Топология каждого дерева начальной загрузки по сравнению с тем из исходного дерева. Любое внутреннее ответвление, которое дает тот же раздел разновидностей, считается. Поскольку ответвления могут быть упорядочены по-другому среди различных деревьев, но все еще представлять тот же раздел разновидностей, необходимо получить каноническую форму для каждого поддерева перед сравнением. Первый шаг должен получить канонические поддеревья исходного дерева с помощью subtree
и методов getcanonical
от Bioinformatics Toolbox™.
for i = num_seqs-1:-1:1 % for every branch, reverse order to preallocate branch_pointer = i + num_seqs; sub_tree = subtree(orig_primates_tree,branch_pointer); orig_pointers{i} = getcanonical(sub_tree); orig_species{i} = sort(get(sub_tree,'LeafNames')); end
Теперь можно получить канонические поддеревья для всех ответвлений каждого дерева начальной загрузки.
for j = num_boots:-1:1 for i = num_seqs-1:-1:1 % for every branch branch_ptr = i + num_seqs; sub_tree = subtree(boot_trees{j},branch_ptr); clusters_pointers{i,j} = getcanonical(sub_tree); clusters_species{i,j} = sort(get(sub_tree,'LeafNames')); end end
Для каждого поддерева в исходном дереве можно рассчитать, сколько раз это появляется в поддеревьях начальной загрузки. Чтобы быть рассмотренными как подобных, они должны иметь ту же топологию и охватить те же разновидности.

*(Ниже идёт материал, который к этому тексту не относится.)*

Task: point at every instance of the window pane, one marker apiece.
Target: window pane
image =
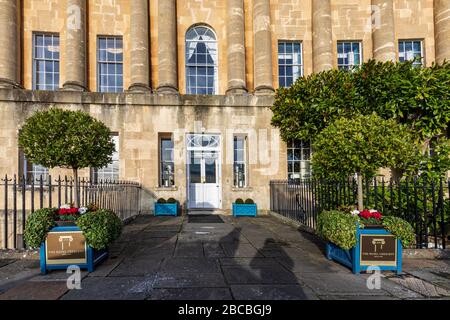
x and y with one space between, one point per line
201 61
290 66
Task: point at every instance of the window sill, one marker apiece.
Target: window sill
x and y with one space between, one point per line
236 189
175 188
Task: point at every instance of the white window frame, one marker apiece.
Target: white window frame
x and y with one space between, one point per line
305 171
109 173
300 65
189 89
349 66
244 161
54 86
403 54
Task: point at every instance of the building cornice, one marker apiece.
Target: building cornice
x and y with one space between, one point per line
134 99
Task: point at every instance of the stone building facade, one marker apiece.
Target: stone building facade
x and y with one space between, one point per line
186 86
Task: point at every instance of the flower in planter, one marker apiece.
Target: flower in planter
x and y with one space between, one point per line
371 216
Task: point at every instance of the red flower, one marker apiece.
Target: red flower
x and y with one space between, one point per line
377 215
365 214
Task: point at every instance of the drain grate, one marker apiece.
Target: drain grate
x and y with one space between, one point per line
204 219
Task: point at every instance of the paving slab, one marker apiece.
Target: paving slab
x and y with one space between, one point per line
191 294
36 290
189 280
111 288
131 267
187 265
272 292
258 275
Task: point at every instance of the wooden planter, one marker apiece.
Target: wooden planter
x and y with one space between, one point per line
166 209
375 248
242 210
66 246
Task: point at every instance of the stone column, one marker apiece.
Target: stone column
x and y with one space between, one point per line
262 47
322 36
383 36
236 47
140 54
9 44
75 65
167 47
442 29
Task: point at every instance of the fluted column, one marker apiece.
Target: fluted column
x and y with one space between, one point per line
75 65
236 47
383 37
140 54
322 36
262 47
442 29
167 47
9 58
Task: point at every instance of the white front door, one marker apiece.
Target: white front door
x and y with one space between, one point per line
204 171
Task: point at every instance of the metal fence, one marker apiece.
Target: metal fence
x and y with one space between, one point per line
19 197
423 202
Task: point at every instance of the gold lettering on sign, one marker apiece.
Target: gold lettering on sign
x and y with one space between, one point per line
378 250
66 248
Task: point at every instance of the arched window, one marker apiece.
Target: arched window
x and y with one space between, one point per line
201 61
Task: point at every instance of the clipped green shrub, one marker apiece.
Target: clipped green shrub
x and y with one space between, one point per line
401 229
100 228
171 200
338 228
39 223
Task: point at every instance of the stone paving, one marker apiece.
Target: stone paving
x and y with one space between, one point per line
244 258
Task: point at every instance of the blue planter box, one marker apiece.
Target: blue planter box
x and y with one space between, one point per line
166 209
354 259
248 210
92 257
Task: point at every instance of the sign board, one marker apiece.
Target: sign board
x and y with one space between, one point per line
378 250
65 247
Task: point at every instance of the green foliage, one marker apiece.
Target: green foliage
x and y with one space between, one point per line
362 145
100 228
418 98
401 229
312 103
38 224
172 200
437 164
338 228
69 139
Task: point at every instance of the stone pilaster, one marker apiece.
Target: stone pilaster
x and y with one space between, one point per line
262 47
383 36
76 66
322 36
167 47
236 47
442 29
9 44
140 54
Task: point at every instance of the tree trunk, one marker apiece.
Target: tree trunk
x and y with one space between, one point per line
75 192
360 193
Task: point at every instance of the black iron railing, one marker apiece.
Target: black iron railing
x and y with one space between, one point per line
19 197
423 202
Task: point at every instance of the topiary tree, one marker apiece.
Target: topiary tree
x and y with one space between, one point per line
67 139
361 146
419 98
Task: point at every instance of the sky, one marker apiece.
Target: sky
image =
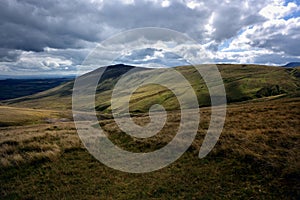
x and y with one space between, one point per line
55 36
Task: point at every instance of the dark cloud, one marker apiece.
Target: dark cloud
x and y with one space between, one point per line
51 31
8 55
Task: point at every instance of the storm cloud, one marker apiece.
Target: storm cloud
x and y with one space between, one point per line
56 35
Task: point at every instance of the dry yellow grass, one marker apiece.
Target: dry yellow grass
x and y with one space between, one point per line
256 156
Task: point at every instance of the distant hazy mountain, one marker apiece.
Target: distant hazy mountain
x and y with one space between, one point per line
292 64
242 82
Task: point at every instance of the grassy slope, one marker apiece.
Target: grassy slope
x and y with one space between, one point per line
14 88
11 116
242 82
256 157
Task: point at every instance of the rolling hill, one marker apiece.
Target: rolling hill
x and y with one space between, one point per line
242 82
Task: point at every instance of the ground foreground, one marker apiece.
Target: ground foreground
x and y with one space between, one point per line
257 157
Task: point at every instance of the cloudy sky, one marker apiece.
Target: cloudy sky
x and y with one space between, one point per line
54 36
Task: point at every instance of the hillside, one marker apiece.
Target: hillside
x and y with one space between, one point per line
242 82
14 88
257 156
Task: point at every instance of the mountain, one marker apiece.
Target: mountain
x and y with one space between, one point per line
242 82
292 64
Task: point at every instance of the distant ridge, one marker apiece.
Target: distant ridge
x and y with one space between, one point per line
242 82
292 64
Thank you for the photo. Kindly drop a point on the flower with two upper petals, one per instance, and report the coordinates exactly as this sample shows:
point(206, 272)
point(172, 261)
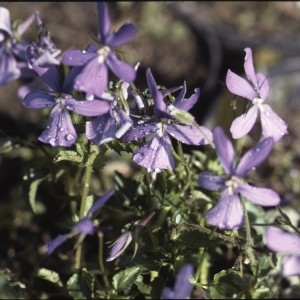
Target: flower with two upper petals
point(255, 89)
point(60, 130)
point(228, 212)
point(83, 227)
point(93, 77)
point(288, 244)
point(156, 154)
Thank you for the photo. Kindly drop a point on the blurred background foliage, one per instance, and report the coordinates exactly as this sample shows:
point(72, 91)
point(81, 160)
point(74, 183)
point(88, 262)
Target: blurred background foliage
point(191, 41)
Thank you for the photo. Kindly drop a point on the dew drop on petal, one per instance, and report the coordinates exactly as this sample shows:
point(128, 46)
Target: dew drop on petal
point(52, 141)
point(70, 137)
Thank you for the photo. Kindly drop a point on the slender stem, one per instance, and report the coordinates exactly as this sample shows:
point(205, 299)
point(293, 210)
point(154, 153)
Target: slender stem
point(249, 241)
point(101, 264)
point(92, 152)
point(203, 255)
point(205, 136)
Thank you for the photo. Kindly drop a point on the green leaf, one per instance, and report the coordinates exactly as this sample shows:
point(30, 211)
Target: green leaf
point(145, 289)
point(228, 283)
point(125, 279)
point(32, 195)
point(69, 155)
point(49, 275)
point(194, 239)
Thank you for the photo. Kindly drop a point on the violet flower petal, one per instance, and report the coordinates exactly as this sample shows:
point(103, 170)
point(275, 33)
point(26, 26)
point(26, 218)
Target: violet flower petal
point(56, 242)
point(258, 195)
point(282, 241)
point(272, 124)
point(139, 131)
point(103, 21)
point(155, 155)
point(224, 149)
point(5, 23)
point(211, 182)
point(227, 213)
point(254, 156)
point(291, 265)
point(38, 100)
point(182, 287)
point(93, 79)
point(9, 69)
point(87, 108)
point(120, 245)
point(239, 86)
point(242, 125)
point(60, 130)
point(189, 134)
point(124, 34)
point(120, 68)
point(76, 57)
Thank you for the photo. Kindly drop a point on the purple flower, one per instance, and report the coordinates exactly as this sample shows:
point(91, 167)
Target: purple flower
point(93, 78)
point(120, 245)
point(13, 60)
point(288, 244)
point(83, 227)
point(60, 130)
point(228, 212)
point(182, 288)
point(156, 154)
point(255, 89)
point(44, 50)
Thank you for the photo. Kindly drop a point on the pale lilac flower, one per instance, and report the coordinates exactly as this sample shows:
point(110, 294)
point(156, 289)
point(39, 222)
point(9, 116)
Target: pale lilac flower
point(110, 124)
point(288, 244)
point(13, 59)
point(93, 78)
point(60, 130)
point(156, 154)
point(44, 49)
point(83, 227)
point(183, 287)
point(228, 212)
point(255, 89)
point(120, 245)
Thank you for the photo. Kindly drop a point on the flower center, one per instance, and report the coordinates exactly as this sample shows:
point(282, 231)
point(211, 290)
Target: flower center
point(259, 102)
point(102, 54)
point(232, 184)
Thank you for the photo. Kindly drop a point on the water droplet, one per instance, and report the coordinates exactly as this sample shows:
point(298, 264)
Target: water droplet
point(52, 141)
point(70, 137)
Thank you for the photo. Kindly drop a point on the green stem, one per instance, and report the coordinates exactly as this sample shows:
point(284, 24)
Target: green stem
point(203, 255)
point(101, 264)
point(249, 242)
point(93, 152)
point(203, 133)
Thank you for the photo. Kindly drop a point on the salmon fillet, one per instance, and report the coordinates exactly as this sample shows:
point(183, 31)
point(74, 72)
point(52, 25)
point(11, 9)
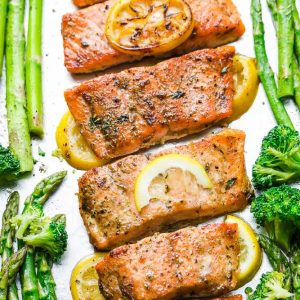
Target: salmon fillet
point(106, 194)
point(83, 3)
point(217, 22)
point(120, 113)
point(193, 261)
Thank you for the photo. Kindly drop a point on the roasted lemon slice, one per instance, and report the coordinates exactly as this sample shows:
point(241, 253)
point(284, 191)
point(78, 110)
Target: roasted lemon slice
point(84, 279)
point(246, 84)
point(250, 251)
point(73, 146)
point(148, 27)
point(169, 175)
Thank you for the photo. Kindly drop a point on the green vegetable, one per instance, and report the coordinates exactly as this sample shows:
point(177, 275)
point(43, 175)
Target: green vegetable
point(278, 211)
point(3, 13)
point(265, 71)
point(49, 234)
point(9, 165)
point(46, 281)
point(9, 270)
point(277, 259)
point(34, 68)
point(271, 286)
point(297, 30)
point(279, 159)
point(18, 131)
point(286, 38)
point(7, 236)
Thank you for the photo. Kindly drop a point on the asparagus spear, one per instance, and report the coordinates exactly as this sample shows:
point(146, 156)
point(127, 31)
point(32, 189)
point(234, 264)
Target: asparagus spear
point(46, 283)
point(278, 260)
point(265, 71)
point(19, 137)
point(34, 68)
point(3, 12)
point(297, 30)
point(9, 270)
point(41, 193)
point(7, 236)
point(296, 72)
point(295, 267)
point(285, 48)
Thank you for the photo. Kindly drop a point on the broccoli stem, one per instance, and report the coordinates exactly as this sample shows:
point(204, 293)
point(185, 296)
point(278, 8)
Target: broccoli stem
point(297, 30)
point(34, 68)
point(286, 39)
point(18, 130)
point(278, 260)
point(46, 281)
point(3, 13)
point(7, 236)
point(265, 71)
point(40, 195)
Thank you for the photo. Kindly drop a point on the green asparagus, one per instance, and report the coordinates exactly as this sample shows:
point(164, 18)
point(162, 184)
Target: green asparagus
point(285, 48)
point(7, 236)
point(46, 283)
point(3, 13)
point(297, 30)
point(295, 267)
point(41, 193)
point(265, 71)
point(9, 270)
point(18, 130)
point(34, 68)
point(277, 258)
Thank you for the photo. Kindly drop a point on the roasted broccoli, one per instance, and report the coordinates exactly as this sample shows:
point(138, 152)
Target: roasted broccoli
point(278, 211)
point(9, 165)
point(271, 287)
point(49, 234)
point(279, 159)
point(31, 214)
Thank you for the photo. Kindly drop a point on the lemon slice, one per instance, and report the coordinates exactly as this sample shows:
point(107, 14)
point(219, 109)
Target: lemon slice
point(84, 279)
point(73, 146)
point(246, 84)
point(250, 251)
point(167, 176)
point(147, 27)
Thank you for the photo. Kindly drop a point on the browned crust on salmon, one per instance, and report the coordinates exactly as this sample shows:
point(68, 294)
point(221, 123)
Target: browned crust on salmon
point(106, 194)
point(86, 49)
point(199, 262)
point(120, 113)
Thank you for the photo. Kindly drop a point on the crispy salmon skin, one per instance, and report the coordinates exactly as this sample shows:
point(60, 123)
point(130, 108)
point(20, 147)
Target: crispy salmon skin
point(199, 262)
point(106, 194)
point(86, 48)
point(120, 113)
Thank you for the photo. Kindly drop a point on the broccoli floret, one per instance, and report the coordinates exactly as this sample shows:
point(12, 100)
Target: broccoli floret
point(49, 234)
point(22, 221)
point(279, 159)
point(271, 287)
point(9, 165)
point(278, 211)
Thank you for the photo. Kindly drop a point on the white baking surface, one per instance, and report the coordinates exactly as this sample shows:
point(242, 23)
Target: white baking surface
point(256, 123)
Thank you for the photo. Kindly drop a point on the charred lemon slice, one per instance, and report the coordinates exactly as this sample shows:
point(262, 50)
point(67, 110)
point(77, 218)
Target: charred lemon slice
point(73, 146)
point(148, 27)
point(84, 279)
point(246, 84)
point(169, 175)
point(250, 251)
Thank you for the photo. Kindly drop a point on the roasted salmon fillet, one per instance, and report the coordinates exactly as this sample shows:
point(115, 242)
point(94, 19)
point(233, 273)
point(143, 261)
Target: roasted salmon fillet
point(82, 3)
point(120, 113)
point(201, 261)
point(106, 194)
point(86, 48)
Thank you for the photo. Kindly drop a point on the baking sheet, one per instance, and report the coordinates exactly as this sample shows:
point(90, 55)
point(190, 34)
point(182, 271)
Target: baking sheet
point(256, 123)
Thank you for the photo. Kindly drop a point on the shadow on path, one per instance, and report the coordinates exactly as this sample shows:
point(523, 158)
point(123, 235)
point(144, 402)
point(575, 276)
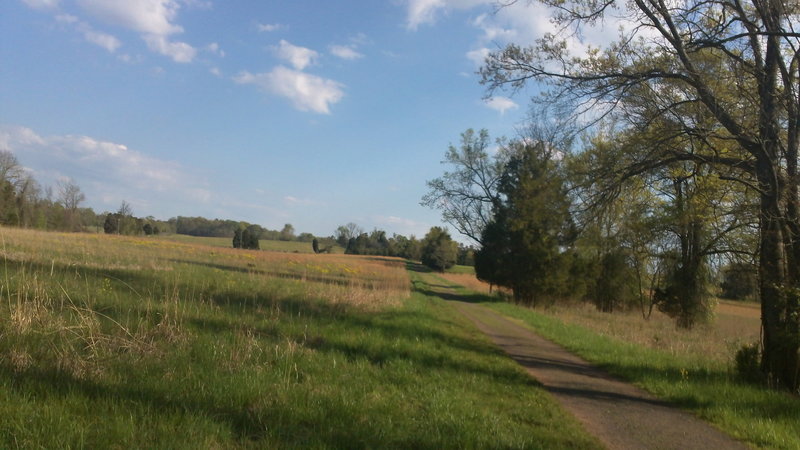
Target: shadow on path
point(621, 415)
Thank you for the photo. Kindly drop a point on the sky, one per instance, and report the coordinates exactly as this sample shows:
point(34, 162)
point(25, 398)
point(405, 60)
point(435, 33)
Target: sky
point(313, 113)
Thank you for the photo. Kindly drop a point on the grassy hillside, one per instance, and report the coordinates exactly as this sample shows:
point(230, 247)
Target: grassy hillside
point(691, 369)
point(111, 341)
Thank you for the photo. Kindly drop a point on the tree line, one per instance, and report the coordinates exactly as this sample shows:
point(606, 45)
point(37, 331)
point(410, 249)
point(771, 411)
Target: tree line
point(685, 158)
point(436, 249)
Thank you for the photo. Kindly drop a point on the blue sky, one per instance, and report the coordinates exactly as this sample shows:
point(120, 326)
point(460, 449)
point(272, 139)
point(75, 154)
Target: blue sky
point(313, 113)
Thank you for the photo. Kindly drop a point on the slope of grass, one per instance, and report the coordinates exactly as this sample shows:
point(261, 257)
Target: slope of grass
point(122, 342)
point(695, 380)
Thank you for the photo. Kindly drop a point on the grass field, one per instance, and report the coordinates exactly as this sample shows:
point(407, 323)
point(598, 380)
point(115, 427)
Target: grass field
point(110, 341)
point(691, 369)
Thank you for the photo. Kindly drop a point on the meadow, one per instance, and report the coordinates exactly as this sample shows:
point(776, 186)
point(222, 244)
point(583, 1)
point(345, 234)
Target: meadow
point(693, 369)
point(114, 341)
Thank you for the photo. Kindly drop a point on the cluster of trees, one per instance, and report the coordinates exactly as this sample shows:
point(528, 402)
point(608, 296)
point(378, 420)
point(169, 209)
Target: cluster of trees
point(25, 203)
point(200, 226)
point(247, 238)
point(689, 158)
point(436, 250)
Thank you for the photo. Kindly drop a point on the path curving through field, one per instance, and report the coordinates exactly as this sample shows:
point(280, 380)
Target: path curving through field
point(621, 415)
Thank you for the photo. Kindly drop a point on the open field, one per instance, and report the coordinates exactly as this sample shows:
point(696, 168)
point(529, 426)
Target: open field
point(109, 341)
point(267, 245)
point(690, 369)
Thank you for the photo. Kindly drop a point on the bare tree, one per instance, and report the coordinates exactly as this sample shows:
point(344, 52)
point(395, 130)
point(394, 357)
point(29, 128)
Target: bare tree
point(70, 196)
point(468, 194)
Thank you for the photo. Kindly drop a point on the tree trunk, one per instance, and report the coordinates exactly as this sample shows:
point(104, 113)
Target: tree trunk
point(780, 315)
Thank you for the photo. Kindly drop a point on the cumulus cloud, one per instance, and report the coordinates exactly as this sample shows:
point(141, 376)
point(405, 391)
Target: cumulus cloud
point(501, 104)
point(91, 35)
point(269, 27)
point(298, 57)
point(42, 4)
point(306, 92)
point(100, 167)
point(179, 51)
point(478, 56)
point(421, 12)
point(345, 52)
point(215, 49)
point(153, 19)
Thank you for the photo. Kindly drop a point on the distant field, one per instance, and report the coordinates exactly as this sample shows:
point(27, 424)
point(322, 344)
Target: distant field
point(691, 369)
point(267, 245)
point(134, 342)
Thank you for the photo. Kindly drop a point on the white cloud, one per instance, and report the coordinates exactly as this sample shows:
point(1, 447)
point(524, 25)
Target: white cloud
point(104, 40)
point(306, 92)
point(294, 201)
point(298, 57)
point(345, 52)
point(101, 167)
point(179, 51)
point(269, 27)
point(501, 104)
point(42, 4)
point(215, 49)
point(478, 56)
point(421, 12)
point(152, 17)
point(91, 35)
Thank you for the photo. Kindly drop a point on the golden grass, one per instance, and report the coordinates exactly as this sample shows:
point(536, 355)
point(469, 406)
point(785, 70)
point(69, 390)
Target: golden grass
point(56, 287)
point(734, 325)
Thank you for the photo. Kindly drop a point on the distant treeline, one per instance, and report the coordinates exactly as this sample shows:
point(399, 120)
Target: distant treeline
point(26, 203)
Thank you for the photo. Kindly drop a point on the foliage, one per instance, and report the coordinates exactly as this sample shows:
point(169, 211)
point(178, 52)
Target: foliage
point(739, 281)
point(526, 245)
point(439, 251)
point(188, 346)
point(713, 83)
point(467, 195)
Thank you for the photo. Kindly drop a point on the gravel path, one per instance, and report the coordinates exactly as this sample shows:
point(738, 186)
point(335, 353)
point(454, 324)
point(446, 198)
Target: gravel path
point(621, 415)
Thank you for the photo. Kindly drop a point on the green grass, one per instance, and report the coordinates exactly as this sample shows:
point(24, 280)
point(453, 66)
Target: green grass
point(462, 269)
point(134, 343)
point(707, 388)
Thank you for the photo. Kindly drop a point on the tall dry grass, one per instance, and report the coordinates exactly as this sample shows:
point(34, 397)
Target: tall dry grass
point(732, 326)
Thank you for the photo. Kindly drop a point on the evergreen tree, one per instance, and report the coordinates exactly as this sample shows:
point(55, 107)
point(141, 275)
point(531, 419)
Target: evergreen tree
point(439, 251)
point(237, 238)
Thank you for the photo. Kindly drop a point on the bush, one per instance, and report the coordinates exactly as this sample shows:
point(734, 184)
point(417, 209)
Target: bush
point(747, 363)
point(439, 251)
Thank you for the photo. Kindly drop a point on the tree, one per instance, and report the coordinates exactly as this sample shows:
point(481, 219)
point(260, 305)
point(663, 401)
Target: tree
point(439, 251)
point(717, 71)
point(250, 237)
point(345, 232)
point(525, 247)
point(315, 245)
point(111, 224)
point(467, 195)
point(287, 233)
point(70, 197)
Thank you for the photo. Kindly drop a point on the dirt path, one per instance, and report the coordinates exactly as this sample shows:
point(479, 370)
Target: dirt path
point(620, 415)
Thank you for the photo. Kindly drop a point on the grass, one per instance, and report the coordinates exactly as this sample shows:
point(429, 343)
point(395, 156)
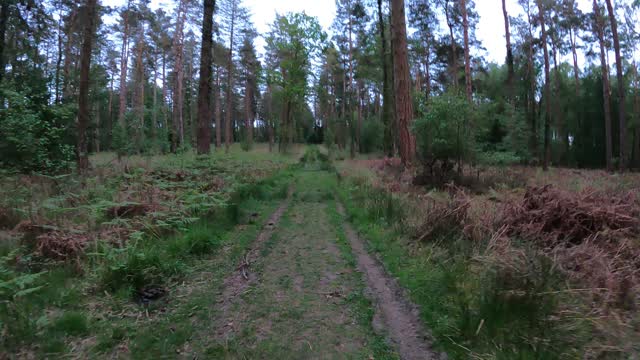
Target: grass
point(474, 308)
point(201, 203)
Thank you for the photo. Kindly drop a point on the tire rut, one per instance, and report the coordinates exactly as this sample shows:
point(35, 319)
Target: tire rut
point(241, 279)
point(400, 317)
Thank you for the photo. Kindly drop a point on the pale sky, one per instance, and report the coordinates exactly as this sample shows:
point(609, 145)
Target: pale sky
point(490, 30)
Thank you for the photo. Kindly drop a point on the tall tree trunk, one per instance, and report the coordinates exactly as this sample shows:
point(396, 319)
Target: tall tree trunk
point(204, 89)
point(559, 118)
point(218, 102)
point(622, 111)
point(248, 111)
point(507, 35)
point(467, 57)
point(4, 15)
point(427, 70)
point(547, 90)
point(140, 88)
point(606, 87)
point(110, 114)
point(97, 136)
point(531, 76)
point(177, 123)
point(404, 104)
point(454, 55)
point(58, 60)
point(154, 125)
point(228, 134)
point(386, 86)
point(165, 125)
point(576, 68)
point(67, 82)
point(636, 115)
point(83, 97)
point(124, 59)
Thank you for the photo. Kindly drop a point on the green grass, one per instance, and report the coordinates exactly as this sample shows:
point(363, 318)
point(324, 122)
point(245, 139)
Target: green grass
point(46, 304)
point(474, 309)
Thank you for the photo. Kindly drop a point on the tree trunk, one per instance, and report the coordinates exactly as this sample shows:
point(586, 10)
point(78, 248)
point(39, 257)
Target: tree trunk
point(165, 126)
point(606, 87)
point(124, 59)
point(204, 89)
point(636, 114)
point(404, 104)
point(83, 97)
point(547, 90)
point(154, 120)
point(177, 125)
point(507, 35)
point(531, 76)
point(110, 114)
point(467, 57)
point(58, 60)
point(228, 134)
point(248, 110)
point(140, 90)
point(621, 88)
point(454, 57)
point(386, 86)
point(67, 91)
point(4, 15)
point(218, 102)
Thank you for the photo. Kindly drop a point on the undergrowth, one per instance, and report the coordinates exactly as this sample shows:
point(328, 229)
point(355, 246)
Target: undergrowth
point(48, 304)
point(476, 307)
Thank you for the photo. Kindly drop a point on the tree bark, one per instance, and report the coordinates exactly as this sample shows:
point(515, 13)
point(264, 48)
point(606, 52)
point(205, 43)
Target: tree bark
point(386, 86)
point(228, 134)
point(204, 90)
point(140, 88)
point(507, 35)
point(404, 104)
point(621, 88)
point(83, 97)
point(67, 90)
point(467, 57)
point(547, 90)
point(4, 15)
point(177, 126)
point(124, 59)
point(218, 102)
point(606, 87)
point(248, 110)
point(454, 56)
point(636, 114)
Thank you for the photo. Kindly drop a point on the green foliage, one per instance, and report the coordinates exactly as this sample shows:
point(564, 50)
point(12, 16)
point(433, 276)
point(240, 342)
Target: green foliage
point(444, 132)
point(71, 323)
point(32, 137)
point(502, 312)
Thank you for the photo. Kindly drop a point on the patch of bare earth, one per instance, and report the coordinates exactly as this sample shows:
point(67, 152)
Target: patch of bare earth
point(395, 315)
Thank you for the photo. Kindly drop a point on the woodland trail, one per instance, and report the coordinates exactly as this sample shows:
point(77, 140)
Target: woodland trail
point(308, 289)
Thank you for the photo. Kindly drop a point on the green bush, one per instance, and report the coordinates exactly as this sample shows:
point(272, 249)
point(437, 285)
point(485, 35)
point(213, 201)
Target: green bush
point(34, 138)
point(444, 134)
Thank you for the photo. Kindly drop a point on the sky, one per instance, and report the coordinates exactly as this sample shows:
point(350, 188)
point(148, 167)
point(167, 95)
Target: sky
point(490, 29)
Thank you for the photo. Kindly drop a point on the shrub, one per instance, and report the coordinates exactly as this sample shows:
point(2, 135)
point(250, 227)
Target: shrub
point(443, 134)
point(35, 138)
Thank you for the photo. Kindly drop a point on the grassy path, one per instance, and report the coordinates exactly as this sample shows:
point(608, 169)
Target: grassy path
point(304, 297)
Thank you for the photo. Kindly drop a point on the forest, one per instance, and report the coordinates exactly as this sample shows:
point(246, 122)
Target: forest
point(176, 183)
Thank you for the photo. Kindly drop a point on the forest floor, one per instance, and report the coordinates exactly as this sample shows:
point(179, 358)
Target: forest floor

count = zeros(num_seqs-1,1); for i = 1 : num_seqs -1 % for every branch for j = 1 : num_boots * (num_seqs-1) if isequal(orig_pointers{i},clusters_pointers{j}) if isequal(orig_species{i},clusters_species{j}) count(i) = count(i) + 1; end end end end Pc = count ./ num_boots % confidence probability (Pc)
Pc = 11×1
1.0000
1.0000
0.9900
0.9900
0.5400
0.5400
1.0000
0.4300
0.3900
0.3900
⋮
Информация об уверенности, сопоставленная с каждым узлом ответвления, может храниться в дереве путем аннотирования имен узла. Таким образом можно создать новое дерево, эквивалентное исходному дереву приматов, и аннотировать имена ответвления, чтобы включать доверительные уровни, вычисленные выше. phytreeviewer
отображает эти данные во всплывающих подсказках, когда мышь наведена по внутренним узлам дерева.
[ptrs,dist,names] = get(orig_primates_tree,'POINTERS','DISTANCES','NODENAMES'); for i = 1:num_seqs -1 % for every branch branch_ptr = i + num_seqs; names{branch_ptr} = [names{branch_ptr} ', confidence: ' num2str(100*Pc(i)) ' %']; end tr = phytree(ptrs,dist,names)
Phylogenetic tree object with 12 leaves (11 branches)
Можно выбрать узлы ответвления с доверительным уровнем, больше, чем данный порог, например, 0.9, и просмотреть эти соответствующие узлы в приложении Phylogenetic Tree. Можно также выбрать эти узлы ответвления в интерактивном режиме в рамках приложения.
high_conf_branch_ptr = find(Pc > 0.9) + num_seqs; view(tr, high_conf_branch_ptr)
[1] Фелзенштайн, J., "выводя филогении", Sinaur Associates, Inc., 2004.
[2] Nei, M. и Кумар, S., "Молекулярный Evolution и Phylogenetics", издательство Оксфордского университета. Глава 4, 2000.